We continued running off the land for the remainder of that day, the whole of the following night, and up to noon next day, with a breeze which sent us along, under topsails only, at a rate of about six knots an hour. On the following day, at six bells in the forenoon watch (11 a.m.), the look-out aloft reported a something which he took to be floating wreckage, about three points on the port bow; and Mr Smellie, our second lieutenant, at once went aloft to the foretopmast crosstrees to have a look at it through his telescope. A single glance sufficed to acquaint him with the fact that the object, which was about six miles distant, was a raft with people upon it, who were making such signals as it was in their power to make with the object of attracting our attention. Upon the receipt of this news on deck Captain Vernon at once ordered the ship’s course to be altered to the direction of the raft, a gun being fired and the ensign run up to the gaff-end at the same time.

It was a trifle past noon when the Daphne rounded-to about a hundred yards to windward of the raft, and sent away a boat to pick up those upon it. It was a wretched make-shift structure, composed of a spar or two, some half-burned hen-coops, and a few pieces of charred bulwark-planking; and was so small that there was scarcely room on it for the fourteen persons it sustained. It was a most fortunate circumstance for them that the weather happened to be fine at the time; for had there been any great amount of sea running, the crazy concern could not have been kept together for half an hour. We concluded from the appearance of the affair that the castaways had been burned out of their ship; and so they had, but not in the manner we supposed. As we closed with the raft it was seen that several sharks were cruising longingly round and round it, and occasionally charging at it, evidently in the hope of being able to drag off some of its occupants. So pertinacious were these ravenous fish that the boat’s crew had to fairly fight their way through them, and even to beat them off with the oars and stretchers when they had got alongside.
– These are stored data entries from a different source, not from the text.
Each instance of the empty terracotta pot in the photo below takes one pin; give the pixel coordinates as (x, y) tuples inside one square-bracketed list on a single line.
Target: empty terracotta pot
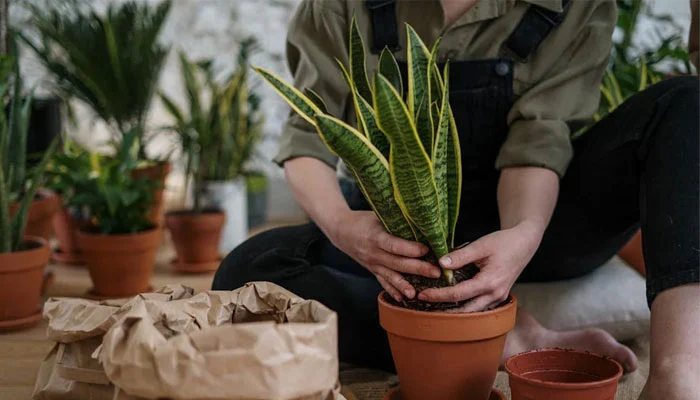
[(562, 374), (65, 227), (21, 280), (446, 356), (120, 265), (157, 173), (196, 238), (40, 215)]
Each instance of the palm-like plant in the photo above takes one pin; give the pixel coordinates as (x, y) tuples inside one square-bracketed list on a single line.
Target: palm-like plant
[(13, 157), (217, 137), (111, 63), (405, 155)]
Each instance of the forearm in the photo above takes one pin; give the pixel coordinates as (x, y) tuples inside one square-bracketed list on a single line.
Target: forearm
[(527, 196), (316, 189)]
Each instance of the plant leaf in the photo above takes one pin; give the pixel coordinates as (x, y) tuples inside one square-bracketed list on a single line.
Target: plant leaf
[(371, 170), (299, 103), (418, 57), (390, 69), (410, 167)]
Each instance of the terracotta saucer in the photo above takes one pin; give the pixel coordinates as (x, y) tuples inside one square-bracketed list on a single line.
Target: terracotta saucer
[(91, 295), (67, 258), (21, 323), (195, 268), (395, 394)]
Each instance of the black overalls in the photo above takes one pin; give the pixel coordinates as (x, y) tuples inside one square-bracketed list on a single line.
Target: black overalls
[(639, 164)]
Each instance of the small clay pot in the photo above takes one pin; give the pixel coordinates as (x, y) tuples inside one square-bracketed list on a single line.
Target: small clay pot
[(156, 173), (562, 374), (21, 281), (446, 356), (65, 227), (40, 215), (120, 265), (196, 238)]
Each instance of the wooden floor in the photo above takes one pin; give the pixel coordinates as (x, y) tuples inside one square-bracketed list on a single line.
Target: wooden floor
[(21, 352)]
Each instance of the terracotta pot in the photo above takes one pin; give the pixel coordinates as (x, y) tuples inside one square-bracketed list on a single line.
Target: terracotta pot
[(21, 281), (41, 212), (120, 265), (65, 227), (632, 253), (196, 238), (157, 173), (446, 356), (562, 374)]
However, the poor wretches were rescued without accident; and in a quarter of an hour from the time of despatching the boat she was once more swinging at the davits, with the rescued men, most of whom were suffering more or less severely from burns, safely below in charge of the doctor and his assistant. Later on, when their injuries had been attended to and the cravings of their hunger and thirst satisfied—they had neither eaten nor drunk during the previous forty-two hours—Captain Vernon sent for the skipper of the rescued crew, to learn from him an account of the mishap.

His story, as related to me by him during the second dog-watch, was to the following effect:—

“My name is Richards, and my ship, which hailed from Liverpool, was called the Juliet. She was a barque of three hundred and fifty tons register, oak built and copper fastened throughout, and was only five years old.